When you look back, I suspect you'll wonder why I think of you as my little monkey boy. Perhaps as you get older you'll forget what a hilariously sneaky toddler you were. We're getting ready to welcome our 5th child, and I've never met a child quite so hilarious and mischievous as you are. Besides your earlier (and thankfully now ended) penchant for wall art featuring the contents of your diaper, you have found a way to use your natural stealth to get in all sorts of messes. Just the other day I found you "baking" in the kitchen, which is to say I found you with a ridiculous amount of packages from the pantry broken open and poured haphazardly in a bowl on the floor. I'm still finding chili flakes around the kitchen. Besides your actual acts of mischief (and I could go on), you have quite a way of making the most serious conversation positively hilarious. You seem to have figured out that dramatic hand gestures as well as a few goofy facial expressions can get you out of most of the trouble in the world. For a boy with a talent for trouble, this is an important skill. You can pull faces that can make me laugh even when what I really wanted to do two seconds before was scream my head off. It really is a gift to me to have you there to clown around with me. You make me a better Mama by embracing your irresistible silly side whenever possible.

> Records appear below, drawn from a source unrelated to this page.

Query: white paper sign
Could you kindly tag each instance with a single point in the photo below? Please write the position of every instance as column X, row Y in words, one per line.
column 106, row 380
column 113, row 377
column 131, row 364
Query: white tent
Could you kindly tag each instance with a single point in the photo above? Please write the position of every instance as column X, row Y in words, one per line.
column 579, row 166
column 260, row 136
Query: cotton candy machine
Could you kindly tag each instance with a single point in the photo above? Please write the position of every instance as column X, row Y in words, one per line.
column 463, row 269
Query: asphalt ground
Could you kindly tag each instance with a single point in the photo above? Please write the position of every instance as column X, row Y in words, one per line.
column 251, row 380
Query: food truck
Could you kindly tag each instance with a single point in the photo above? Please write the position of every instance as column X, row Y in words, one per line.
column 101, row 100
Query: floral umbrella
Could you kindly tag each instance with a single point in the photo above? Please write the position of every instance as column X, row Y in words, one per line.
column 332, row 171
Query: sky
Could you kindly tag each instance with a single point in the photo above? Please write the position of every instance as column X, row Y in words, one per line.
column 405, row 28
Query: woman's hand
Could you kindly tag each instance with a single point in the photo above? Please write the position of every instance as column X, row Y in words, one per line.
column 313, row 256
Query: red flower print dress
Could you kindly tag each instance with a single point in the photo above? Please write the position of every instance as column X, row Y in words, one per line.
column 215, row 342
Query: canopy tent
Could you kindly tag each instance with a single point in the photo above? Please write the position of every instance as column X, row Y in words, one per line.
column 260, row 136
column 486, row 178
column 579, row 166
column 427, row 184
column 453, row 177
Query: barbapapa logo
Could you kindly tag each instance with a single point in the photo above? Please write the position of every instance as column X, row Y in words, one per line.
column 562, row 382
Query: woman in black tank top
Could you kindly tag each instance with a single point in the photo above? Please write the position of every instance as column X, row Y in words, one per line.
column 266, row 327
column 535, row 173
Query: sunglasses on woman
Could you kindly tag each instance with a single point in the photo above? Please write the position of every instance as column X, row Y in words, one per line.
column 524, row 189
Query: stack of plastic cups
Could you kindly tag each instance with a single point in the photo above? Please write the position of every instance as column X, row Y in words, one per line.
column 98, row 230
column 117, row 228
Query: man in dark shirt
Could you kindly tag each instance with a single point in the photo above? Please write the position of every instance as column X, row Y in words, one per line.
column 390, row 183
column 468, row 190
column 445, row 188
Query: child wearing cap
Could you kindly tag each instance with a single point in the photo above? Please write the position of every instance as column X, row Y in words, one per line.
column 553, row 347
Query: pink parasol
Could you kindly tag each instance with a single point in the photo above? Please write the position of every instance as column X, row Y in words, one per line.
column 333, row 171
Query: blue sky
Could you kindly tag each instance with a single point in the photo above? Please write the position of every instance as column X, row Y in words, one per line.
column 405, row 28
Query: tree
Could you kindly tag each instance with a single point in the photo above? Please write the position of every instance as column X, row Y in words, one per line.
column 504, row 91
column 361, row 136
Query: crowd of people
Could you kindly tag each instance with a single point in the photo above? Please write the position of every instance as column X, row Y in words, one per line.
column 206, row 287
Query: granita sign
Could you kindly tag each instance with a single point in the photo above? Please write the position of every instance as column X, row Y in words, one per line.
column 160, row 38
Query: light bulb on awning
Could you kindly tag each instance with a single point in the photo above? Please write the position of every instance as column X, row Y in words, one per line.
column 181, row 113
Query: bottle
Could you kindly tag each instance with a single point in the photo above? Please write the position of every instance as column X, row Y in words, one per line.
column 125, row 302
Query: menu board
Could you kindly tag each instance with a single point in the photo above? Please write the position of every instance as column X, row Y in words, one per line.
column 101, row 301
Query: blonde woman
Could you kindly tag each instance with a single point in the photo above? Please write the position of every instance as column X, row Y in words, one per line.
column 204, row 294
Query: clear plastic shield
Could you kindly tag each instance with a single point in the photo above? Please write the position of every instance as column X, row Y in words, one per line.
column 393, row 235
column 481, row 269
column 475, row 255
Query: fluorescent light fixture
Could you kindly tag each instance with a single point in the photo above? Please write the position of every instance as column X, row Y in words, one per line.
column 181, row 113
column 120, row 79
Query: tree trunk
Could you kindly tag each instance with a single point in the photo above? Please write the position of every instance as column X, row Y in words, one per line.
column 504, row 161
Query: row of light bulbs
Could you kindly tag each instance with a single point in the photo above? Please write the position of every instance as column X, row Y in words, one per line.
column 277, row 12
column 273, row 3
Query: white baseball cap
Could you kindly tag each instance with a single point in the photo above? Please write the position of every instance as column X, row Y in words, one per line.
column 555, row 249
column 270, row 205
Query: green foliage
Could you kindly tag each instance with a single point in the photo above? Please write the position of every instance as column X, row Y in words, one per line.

None of your goofiness gets in the way of how cuddly you still manage to be (even dragons and monkeys need their Mama sometimes). There's nothing you like better than when I sing you "your dragon song" (which for those who haven't watched the Robert Munsch Christmas special on Netflix is the song from "Love you Forever"). When you have a bad dream and you ask me to sing it to you, it reminds me that even though I feel like I've lost my baby, he's still in there somewhere, needing to know that his Mama hasn't forgotten him. Part of me hopes that that never goes away. Part of me hopes you never forget that being in the middle doesn't mean you only get a medium amount of love. I know that there are times when big sister needs help with school and baby sister (and soon baby brother) needs extra attention, but that doesn't mean that you are any less special than you were the moment I first held you in my womb. I'll never stop wanting to scoop you up when you're hurt, sing you your favourite song when you're sad, and hold you close for one more second before you run off on the fast road to being a big boy and then a man. Even if we have 100 babies, not one of them can take your place in my heart and in my arms. You will always be my baby, my little boy, my big man. And I will always be your Mama. I am so grateful that God gave you to me. He must have known how much I needed you, and how little my heart still was before I had you in my life. Since the moment I've had you, you've made me a better person because you taught me a lot more about what true love is. I'm so thankful that I get to spend the rest of my life knowing you, and learning from you. I love you more each day than I knew was possible. Thank you for being my boy.

I'll love you forever. I'll like you for always. As long as I'm living, my baby you'll be.